The Bowler

Bowling balls

“Hi, what’s your name?” I asked, as I extended my hand to the man in the truck.

“Chuck,” he smiled warmly and shook my hand.

It was time for our annual termite inspection. I always chat with the man who comes out, to see if we can talk about spiritual things. We’ve had a different inspector the past few years, so I get an annual opportunity to witness to these men.

I quickly found out that this near-sixty Southern gentleman attended a church near ours.

“It’s gotten too big, though,” he admitted. “I feel like a number.”

“Do you have a small group you can go to?”

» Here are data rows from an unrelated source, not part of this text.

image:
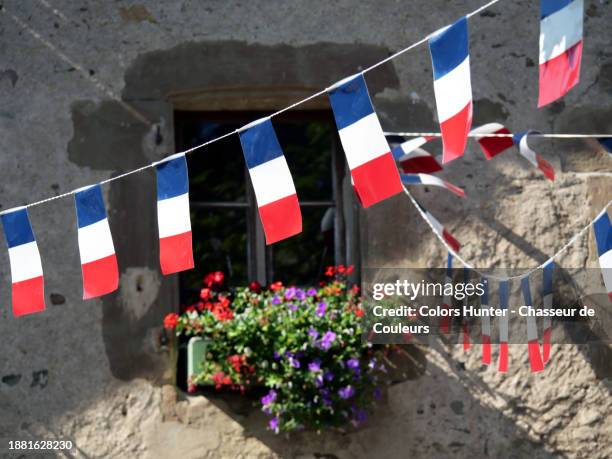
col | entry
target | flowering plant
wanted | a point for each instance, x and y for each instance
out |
(304, 345)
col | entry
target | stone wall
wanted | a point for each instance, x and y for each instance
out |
(87, 91)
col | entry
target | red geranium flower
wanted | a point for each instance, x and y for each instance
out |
(171, 321)
(255, 287)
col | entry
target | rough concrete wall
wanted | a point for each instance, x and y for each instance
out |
(92, 370)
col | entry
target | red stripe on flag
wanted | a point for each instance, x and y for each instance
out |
(546, 345)
(450, 240)
(454, 133)
(28, 296)
(535, 359)
(420, 165)
(377, 180)
(176, 253)
(559, 75)
(486, 349)
(281, 219)
(503, 357)
(493, 146)
(100, 277)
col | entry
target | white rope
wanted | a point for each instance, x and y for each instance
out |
(499, 278)
(282, 110)
(478, 135)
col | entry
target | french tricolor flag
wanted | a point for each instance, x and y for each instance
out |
(503, 327)
(493, 146)
(534, 158)
(98, 259)
(173, 219)
(485, 321)
(547, 296)
(603, 237)
(26, 268)
(448, 299)
(426, 179)
(448, 237)
(275, 193)
(452, 86)
(413, 159)
(560, 48)
(373, 170)
(535, 359)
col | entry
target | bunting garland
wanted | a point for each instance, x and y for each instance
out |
(452, 86)
(560, 48)
(375, 176)
(275, 193)
(26, 268)
(535, 359)
(603, 237)
(503, 327)
(96, 249)
(173, 219)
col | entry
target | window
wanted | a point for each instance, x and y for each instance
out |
(227, 232)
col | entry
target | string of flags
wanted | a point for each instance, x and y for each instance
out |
(374, 170)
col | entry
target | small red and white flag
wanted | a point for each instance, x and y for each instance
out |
(275, 193)
(413, 159)
(452, 86)
(485, 322)
(426, 179)
(503, 327)
(173, 219)
(534, 158)
(447, 236)
(96, 248)
(560, 48)
(535, 358)
(373, 169)
(603, 236)
(493, 146)
(547, 297)
(26, 268)
(447, 300)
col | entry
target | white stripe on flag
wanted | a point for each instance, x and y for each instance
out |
(95, 241)
(173, 216)
(453, 91)
(363, 141)
(560, 31)
(25, 262)
(272, 181)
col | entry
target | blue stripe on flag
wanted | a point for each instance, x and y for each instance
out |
(350, 102)
(172, 178)
(603, 234)
(260, 144)
(547, 272)
(526, 290)
(548, 7)
(90, 206)
(17, 228)
(449, 48)
(503, 294)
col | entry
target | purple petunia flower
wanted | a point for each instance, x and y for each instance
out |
(346, 392)
(328, 338)
(273, 424)
(269, 398)
(314, 366)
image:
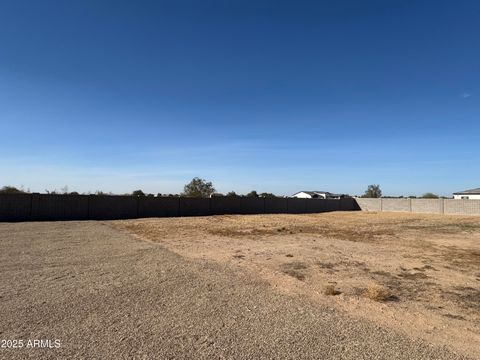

“Oh, I bowl professionally every other Sunday so we have extra income for things we want to buy,” he excused himself. “My wife says I need to get my priorities straight.” He went on to explain how his bowling schedule would be busier in December.

“You must be very good.”

“I am,” he beamed.

Chuck went on with his inspection and I prayed for God’s guidance. I immediately sensed that I should give him a copy of Randy Alcorn’s The Treasure Principle. I had several copies in the house for gift-giving to specific people. I didn’t believe and didn’t act on that impression.

Chuck came back for me to sign his “paperwork” electronically, then he said out-of-the-blue, “I wish I could talk more, but the office doesn’t want us talking about religion. You know. . . They don’t want people calling in and complaining.” He excused the company for this policy, then pointed to his heart, “After all, it’s what in your heart that’s important. Right?”

He surprised me because I thought we had a good conversation for the short time we had. I guess he was uncomfortable about talking further. (Maybe I’ll write another post some day on what I think about the “gag order” from his company.)

Of course, looking back, I see a number of directions I could’ve gone with our conversation:

  • I could have talked about God’s command in Hebrews 10: 24 – 25 that we should meet together regularly with believers, but he might have said he “has to bowl” for the income.
  • Maybe we could have talked about how to know what God’s priorities are for a Christian, if he was comfortable that he would be “permitted” to let me talk with him.
  • I would love to encourage Christians who are under “gag orders” but it didn’t seem to be a problem to him.

So, what would you have said to Chuck? How do you witness to someone who is “not allowed” to talk to you on company time? How do you help Christians who want to witness, but are restricted by company policies?

I know what I need to do. God clearly showed me when I prayed about it. Tony (our mailman), Chuck, and another inspector, Marco, are all Christians (or, at least, profess to be). I’m going to mail each of them a copy of The Treasure Principle as a “thank you for your service” Christmas gift.

NOTES:

  • The Treasure Principle is especially appropriate during our hard economic times. I highly recommend reading and re-reading it. You’ll be blessed to learn God’s principles so you might honor Him with the finances, possessions, time, and talents He has given into your care.
  • The photo of bowling balls is in the public domain on Wikimedia Commons.